By MICHELE F. MIHALJEVICH
MILWAUKEE, Wis. — Sales of tractors and combines increased in 2018, according to statistics from the Assoc. of Equipment Manufacturers (AEM).
Self-propelled combine sales were up 16.6 percent through November 2018 for the same period in 2017, AEM said in its mid-December sales report. Four-wheel-drive tractors rose 15.9 percent while two-wheel-drives under 40 hp increased 9.3 percent. Two-wheel-drive tractors with 100 hp or more rose 5.5 percent, while those of 40-100 hp were up 1.4 percent.

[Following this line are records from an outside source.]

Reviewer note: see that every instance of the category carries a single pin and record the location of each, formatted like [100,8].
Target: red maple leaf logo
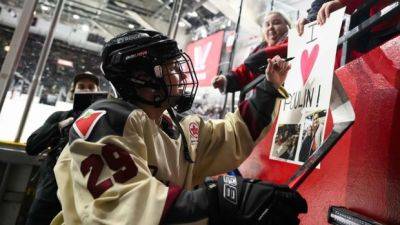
[84,124]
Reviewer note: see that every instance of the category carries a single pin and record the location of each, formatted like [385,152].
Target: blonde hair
[285,19]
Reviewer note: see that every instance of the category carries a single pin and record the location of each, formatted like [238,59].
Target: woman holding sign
[275,28]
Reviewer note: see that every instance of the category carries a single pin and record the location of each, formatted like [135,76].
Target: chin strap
[184,141]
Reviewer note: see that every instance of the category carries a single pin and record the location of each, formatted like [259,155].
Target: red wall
[362,172]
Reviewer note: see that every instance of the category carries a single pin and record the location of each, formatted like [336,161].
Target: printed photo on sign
[286,140]
[311,134]
[302,116]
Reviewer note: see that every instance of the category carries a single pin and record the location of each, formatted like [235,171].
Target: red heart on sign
[307,62]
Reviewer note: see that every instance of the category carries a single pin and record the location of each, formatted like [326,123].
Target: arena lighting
[85,27]
[44,8]
[181,24]
[192,14]
[65,62]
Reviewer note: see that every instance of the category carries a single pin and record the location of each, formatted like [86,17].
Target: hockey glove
[252,202]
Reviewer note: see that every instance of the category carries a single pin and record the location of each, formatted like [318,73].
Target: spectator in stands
[51,138]
[275,28]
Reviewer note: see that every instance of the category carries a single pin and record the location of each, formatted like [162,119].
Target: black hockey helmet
[148,59]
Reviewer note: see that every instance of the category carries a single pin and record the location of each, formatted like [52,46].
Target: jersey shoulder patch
[103,118]
[83,126]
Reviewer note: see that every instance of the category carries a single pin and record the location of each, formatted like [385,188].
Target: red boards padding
[362,172]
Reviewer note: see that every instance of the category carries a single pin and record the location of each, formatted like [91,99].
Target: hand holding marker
[262,68]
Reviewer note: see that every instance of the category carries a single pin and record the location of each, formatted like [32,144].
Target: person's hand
[277,70]
[300,25]
[326,9]
[219,82]
[244,201]
[64,123]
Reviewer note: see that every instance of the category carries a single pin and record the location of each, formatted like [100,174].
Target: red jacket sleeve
[243,74]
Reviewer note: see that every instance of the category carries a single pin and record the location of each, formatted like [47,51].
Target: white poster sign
[302,117]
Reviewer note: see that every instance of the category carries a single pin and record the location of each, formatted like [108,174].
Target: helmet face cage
[181,82]
[160,66]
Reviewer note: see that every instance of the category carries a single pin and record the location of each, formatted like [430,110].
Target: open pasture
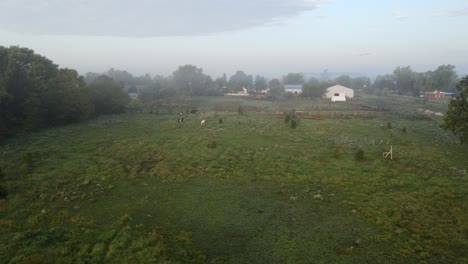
[143,188]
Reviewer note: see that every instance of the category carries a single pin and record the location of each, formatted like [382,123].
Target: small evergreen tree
[456,119]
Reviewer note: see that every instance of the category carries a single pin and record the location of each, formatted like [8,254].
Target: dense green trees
[35,93]
[456,119]
[406,81]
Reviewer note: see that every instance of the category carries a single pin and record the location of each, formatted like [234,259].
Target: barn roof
[293,86]
[334,87]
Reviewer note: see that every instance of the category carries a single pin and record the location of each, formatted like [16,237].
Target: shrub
[359,155]
[212,144]
[293,123]
[287,117]
[3,191]
[28,159]
[337,153]
[240,110]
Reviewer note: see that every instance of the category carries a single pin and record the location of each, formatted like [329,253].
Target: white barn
[339,91]
[293,88]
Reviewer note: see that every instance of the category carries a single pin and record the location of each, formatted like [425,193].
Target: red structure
[434,95]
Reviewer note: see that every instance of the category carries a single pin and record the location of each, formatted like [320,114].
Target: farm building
[339,91]
[434,95]
[261,95]
[293,88]
[244,92]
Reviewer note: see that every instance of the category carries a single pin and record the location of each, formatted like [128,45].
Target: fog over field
[262,37]
[250,131]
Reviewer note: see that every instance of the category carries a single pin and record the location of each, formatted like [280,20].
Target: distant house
[261,95]
[434,95]
[133,95]
[338,92]
[293,88]
[244,92]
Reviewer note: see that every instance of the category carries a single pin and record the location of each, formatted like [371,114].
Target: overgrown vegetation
[142,186]
[456,119]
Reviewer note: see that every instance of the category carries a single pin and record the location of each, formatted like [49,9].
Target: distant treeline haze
[36,93]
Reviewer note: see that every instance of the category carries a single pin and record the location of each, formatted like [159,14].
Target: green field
[143,188]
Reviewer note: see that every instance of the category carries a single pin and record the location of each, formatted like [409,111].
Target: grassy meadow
[143,188]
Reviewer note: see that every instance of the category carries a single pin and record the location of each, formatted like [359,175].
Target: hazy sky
[266,37]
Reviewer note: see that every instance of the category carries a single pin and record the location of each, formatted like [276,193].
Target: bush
[293,123]
[28,160]
[240,110]
[3,191]
[337,153]
[287,117]
[359,155]
[212,144]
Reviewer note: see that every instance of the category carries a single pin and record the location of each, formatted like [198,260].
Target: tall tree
[190,80]
[70,100]
[456,119]
[444,77]
[424,81]
[405,79]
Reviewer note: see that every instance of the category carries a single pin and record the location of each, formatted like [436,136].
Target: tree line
[36,93]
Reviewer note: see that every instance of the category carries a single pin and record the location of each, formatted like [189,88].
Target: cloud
[400,15]
[144,18]
[453,13]
[456,13]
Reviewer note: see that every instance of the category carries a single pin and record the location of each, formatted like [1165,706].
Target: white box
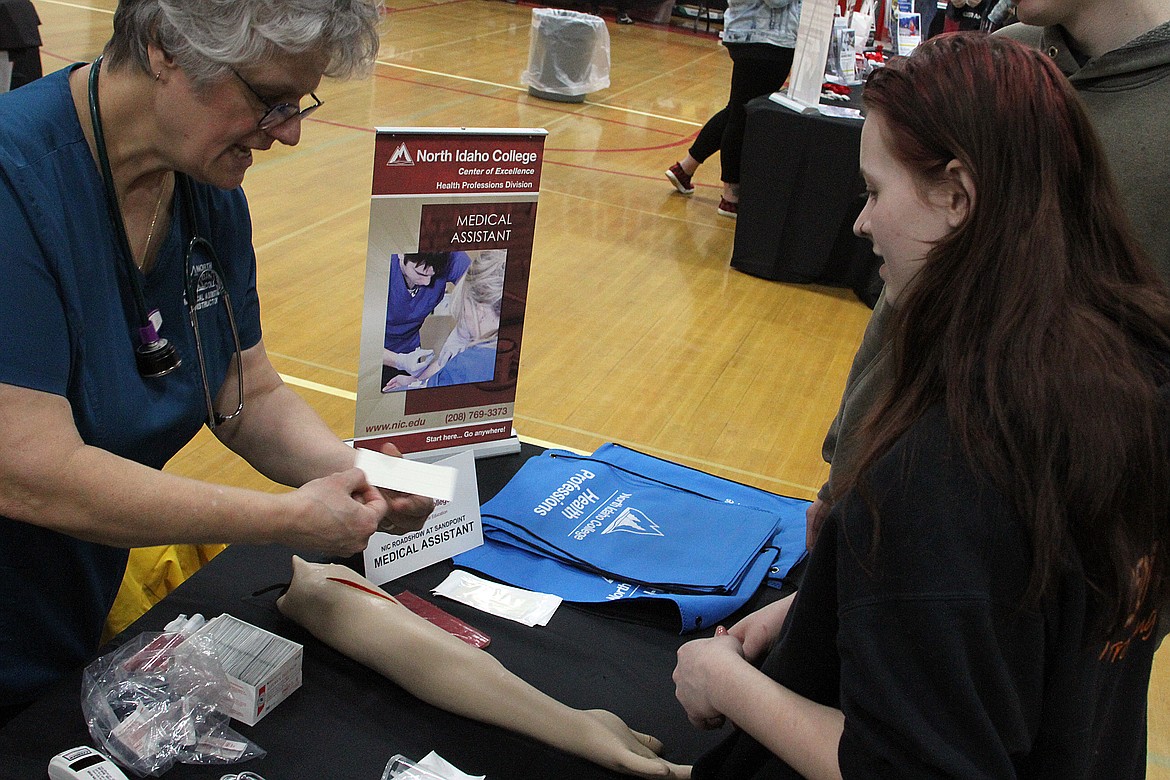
[262,668]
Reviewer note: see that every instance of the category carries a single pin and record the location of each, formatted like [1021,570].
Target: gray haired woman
[131,280]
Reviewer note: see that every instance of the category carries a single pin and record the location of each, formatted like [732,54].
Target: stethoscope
[156,356]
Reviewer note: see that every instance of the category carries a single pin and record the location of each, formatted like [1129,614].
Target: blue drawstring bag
[536,572]
[610,520]
[790,536]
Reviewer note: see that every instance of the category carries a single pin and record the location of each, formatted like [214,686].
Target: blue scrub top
[69,329]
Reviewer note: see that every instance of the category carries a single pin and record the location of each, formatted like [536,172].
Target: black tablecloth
[345,720]
[799,194]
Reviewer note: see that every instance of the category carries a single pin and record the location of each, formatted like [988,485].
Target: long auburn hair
[1038,323]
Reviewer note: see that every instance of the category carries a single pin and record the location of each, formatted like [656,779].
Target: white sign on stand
[453,527]
[811,52]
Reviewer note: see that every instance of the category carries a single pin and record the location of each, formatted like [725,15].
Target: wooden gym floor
[637,329]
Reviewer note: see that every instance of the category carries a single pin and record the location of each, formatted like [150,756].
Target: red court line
[551,107]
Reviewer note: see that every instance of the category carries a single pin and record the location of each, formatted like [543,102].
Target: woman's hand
[699,672]
[334,515]
[758,632]
[612,744]
[405,512]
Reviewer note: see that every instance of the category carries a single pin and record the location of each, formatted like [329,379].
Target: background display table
[346,722]
[800,191]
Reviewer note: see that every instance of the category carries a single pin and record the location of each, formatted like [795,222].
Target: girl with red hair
[983,598]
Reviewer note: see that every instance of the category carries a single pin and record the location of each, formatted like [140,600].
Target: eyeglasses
[280,112]
[204,283]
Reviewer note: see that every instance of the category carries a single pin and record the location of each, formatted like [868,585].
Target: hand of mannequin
[357,619]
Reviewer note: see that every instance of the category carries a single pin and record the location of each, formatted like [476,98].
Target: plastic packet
[527,607]
[432,767]
[151,704]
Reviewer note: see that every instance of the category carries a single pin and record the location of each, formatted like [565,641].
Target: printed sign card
[452,221]
[452,529]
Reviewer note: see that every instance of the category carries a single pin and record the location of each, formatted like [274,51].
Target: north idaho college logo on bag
[632,520]
[400,156]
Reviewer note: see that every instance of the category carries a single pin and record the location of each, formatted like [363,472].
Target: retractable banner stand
[452,221]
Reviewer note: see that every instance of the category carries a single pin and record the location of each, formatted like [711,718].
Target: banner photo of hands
[619,525]
[452,222]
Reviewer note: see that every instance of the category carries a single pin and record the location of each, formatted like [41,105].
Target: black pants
[757,69]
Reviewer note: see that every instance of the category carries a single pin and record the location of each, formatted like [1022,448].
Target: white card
[452,529]
[428,480]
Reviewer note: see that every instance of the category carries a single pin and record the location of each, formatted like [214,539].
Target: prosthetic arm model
[356,618]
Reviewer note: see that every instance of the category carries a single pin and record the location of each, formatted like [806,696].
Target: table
[799,194]
[345,722]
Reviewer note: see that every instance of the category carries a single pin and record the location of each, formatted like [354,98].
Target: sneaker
[680,179]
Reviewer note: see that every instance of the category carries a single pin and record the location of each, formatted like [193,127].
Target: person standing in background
[761,36]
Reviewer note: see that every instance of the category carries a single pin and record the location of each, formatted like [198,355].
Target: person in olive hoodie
[1116,54]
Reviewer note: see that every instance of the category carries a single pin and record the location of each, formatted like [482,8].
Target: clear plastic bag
[569,55]
[151,704]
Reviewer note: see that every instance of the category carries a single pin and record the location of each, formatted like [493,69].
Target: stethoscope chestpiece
[155,356]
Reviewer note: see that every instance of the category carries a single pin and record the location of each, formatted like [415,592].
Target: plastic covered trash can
[568,56]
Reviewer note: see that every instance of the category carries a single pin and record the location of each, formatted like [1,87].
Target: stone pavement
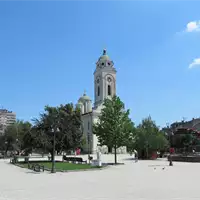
[145,180]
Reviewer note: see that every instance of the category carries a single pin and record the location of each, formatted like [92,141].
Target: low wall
[184,158]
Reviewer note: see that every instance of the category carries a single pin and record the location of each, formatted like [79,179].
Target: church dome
[104,57]
[84,98]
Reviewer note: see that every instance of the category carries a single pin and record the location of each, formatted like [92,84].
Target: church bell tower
[104,79]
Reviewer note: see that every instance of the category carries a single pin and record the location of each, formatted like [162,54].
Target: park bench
[74,159]
[36,167]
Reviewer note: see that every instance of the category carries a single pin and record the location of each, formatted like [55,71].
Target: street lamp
[5,148]
[53,154]
[88,146]
[171,150]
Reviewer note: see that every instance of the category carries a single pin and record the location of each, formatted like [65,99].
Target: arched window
[109,90]
[98,91]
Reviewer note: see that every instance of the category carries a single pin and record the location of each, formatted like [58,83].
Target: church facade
[104,87]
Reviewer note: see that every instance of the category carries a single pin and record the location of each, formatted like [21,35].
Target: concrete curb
[64,171]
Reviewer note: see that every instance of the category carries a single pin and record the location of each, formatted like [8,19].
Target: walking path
[145,180]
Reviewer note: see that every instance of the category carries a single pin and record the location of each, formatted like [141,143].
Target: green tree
[65,121]
[14,137]
[114,126]
[148,138]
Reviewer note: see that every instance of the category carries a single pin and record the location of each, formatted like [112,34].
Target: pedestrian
[136,155]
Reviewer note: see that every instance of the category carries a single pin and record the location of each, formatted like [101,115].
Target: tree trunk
[115,155]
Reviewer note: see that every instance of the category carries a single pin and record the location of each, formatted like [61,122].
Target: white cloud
[195,63]
[193,26]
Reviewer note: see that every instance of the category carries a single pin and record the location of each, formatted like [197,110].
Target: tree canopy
[148,138]
[65,121]
[114,125]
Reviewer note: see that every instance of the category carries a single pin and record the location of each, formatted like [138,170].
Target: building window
[98,91]
[109,90]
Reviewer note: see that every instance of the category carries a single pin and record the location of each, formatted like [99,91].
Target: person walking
[136,155]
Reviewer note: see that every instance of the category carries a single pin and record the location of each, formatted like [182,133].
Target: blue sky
[48,51]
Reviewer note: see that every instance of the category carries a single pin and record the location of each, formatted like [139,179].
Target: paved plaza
[145,180]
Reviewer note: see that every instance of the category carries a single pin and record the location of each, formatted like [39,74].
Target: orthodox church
[104,87]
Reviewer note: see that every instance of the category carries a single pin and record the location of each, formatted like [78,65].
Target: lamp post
[5,148]
[88,146]
[171,150]
[53,153]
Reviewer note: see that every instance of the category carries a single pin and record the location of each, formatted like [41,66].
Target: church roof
[104,57]
[84,98]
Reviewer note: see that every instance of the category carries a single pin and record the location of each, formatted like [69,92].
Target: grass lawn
[63,166]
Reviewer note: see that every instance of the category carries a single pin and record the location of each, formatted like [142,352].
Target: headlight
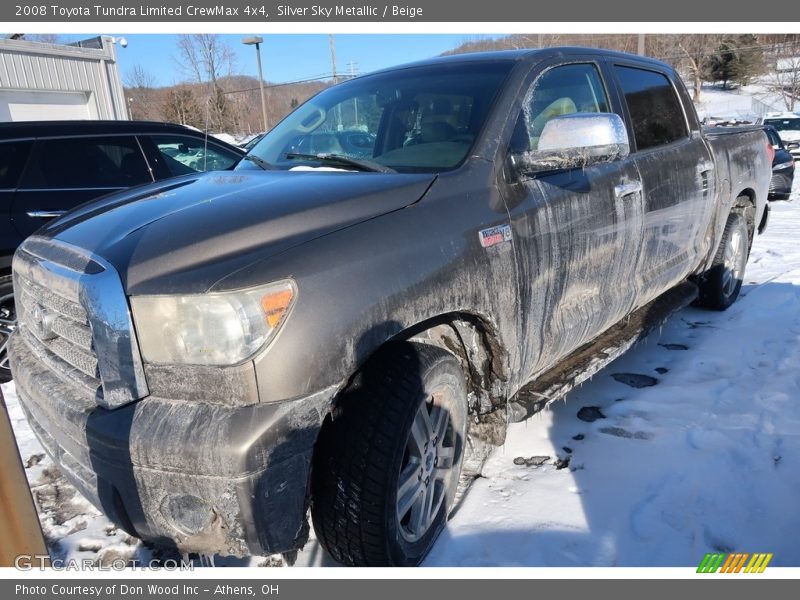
[210,329]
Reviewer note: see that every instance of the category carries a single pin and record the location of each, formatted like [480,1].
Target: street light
[257,41]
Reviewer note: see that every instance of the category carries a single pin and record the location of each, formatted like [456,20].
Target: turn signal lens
[275,306]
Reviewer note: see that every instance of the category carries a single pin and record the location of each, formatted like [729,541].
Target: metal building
[41,81]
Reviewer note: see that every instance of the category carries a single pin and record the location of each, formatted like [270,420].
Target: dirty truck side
[346,321]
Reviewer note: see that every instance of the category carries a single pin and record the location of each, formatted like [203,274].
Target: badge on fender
[495,235]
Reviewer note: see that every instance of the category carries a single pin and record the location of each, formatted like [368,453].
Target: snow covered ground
[706,459]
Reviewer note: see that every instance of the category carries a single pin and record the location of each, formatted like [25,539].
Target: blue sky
[287,57]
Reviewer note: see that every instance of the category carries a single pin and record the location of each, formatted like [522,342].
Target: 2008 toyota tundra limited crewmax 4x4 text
[344,324]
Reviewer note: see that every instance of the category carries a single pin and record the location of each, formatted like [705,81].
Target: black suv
[780,186]
[49,167]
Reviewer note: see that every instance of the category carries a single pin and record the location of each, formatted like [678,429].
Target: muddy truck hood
[183,235]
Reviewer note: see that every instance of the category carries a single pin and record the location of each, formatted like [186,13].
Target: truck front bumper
[205,478]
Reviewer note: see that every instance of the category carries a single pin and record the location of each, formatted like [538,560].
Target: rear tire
[8,322]
[386,468]
[721,284]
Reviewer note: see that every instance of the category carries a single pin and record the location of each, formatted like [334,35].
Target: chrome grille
[74,314]
[59,326]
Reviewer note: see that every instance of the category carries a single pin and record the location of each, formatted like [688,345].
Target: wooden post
[22,533]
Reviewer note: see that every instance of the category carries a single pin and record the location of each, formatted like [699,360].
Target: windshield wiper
[364,165]
[259,161]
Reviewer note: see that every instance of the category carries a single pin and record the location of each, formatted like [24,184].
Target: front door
[577,231]
[65,172]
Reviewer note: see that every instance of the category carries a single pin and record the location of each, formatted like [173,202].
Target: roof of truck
[33,129]
[528,54]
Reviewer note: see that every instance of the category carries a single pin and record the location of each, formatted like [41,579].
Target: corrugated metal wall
[36,66]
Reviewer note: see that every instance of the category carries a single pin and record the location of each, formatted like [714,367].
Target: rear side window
[184,155]
[13,156]
[101,162]
[654,107]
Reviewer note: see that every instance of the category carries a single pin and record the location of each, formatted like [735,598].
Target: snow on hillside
[705,459]
[745,103]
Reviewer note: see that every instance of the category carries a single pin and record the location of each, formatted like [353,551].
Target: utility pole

Representatives of equipment manufacturers and dealers said they are optimistic about the industry for 2019 but caution that continued low commodity prices and tariffs could impact sales moving forward.
“It’s not the growth we’d like to see if the ag economy were kicking on all cylinders,” explained Curt Blades, AEM senior vice president of agricultural services. “We are pleasantly surprised at the numbers, given how many negative things are out there with the ag economy. I’m pretty optimistic we’re going to see a turnaround.”
He said the challenges faced by the farm equipment industry may be summarized in one word: Uncertainty.
“Early last year, we were optimistic,” Blades noted. “Tax relief was on its way. That turned out to be really good. In February, we started to hear discussions about RINs (Renewable Identification Numbers) and renewable fuels. That led to uncertainty in the corn market.
“After that came the steel and aluminum tariffs and then the retaliatory tariffs on soybeans. This was all in the first and second quarters of the year. There was more uncertainty not knowing what the farm bill was going to look like and if the safety net would be there; that was another problem.”
With the passage of the farm bill and the possibility China will buy some U.S. soybeans, some of that uncertainty is starting to become clearer, Blades pointed out.
The industry also had to deal with increased costs brought on by the steel and aluminum tariffs. “Most of our members did a good job of trying to control costs (related to tariffs),” Blades stated. “Some may have absorbed costs, while others pre-purchased steel and aluminum before the tariffs went into effect.”
Overall, Sloan Implement Co., headquartered in Assumption, Ill., had a good year in 2018, said Grant Tice, the company’s sales manager. Sloan has 20 locations in Illinois and Wisconsin.
“We started the year with a lot more optimism regarding the farm economy,” he noted. “In our area of the Midwest, yields were extremely good. We were fighting the headwinds of commodity prices, tariffs and trade deals. But farmers were optimistic because they grew a lot of bushels.”
Commodity prices are the primary concern for farmers and those selling farm equipment, Tice said.
“Our farmers continue to adopt technology, whether for inputs on seed and fertilizer or on equipment. They’re trying to maximize their return on every acre. Trade challenges have led to deterioration in commodity prices. We’ve had increases in steel prices, and steel is still the main ingredient in equipment.”
New and used planters and sprayers sold well in 2018, he said. Combines and four-wheel-drive tractors were a little slow. “You always have to be optimistic but, realistically, I think the ag market will be strong. Technology continues to grow. Farmers have to adapt at a quicker pace,” he added.
Last year was a pretty good one for most dealers, but larger agricultural equipment was still a struggle to sell, said Kim Rominger, executive vice president and CEO of the United Equipment Dealers Assoc. (UEDA). The organization represents dealers in Indiana, Kentucky, Michigan and Ohio.
“The dealers were able to work their way through used equipment and they were a little cautious in taking equipment in trade and in valuing trades,” he explained. “They’ve become better at managing. They’re not overloading in used equipment.”
Rominger is also president and CEO of the Equipment Dealers Assoc., which represents 4,500 dealers in the United States and Canada.
The key pressure is commodity prices, he said. “Producers haven’t made a great deal of money, but they’ve been breaking even. They’ve been keeping equipment a year or two longer than they may have in the past.
“The unknown factor is credit. Will they have enough money to put a crop out? Will they be able to get their farm loans?”
Rominger expects the first half of 2019 to go fairly well for farm equipment dealers. “The economy is on the uptick. Farmers have grain in their bins. An increase in (commodity) prices would be good. If things continue as they are, I don’t expect any huge ups or downs.
“I see a gradual uptick in sales as long as things stay as they are and as long as no major calamity occurs.”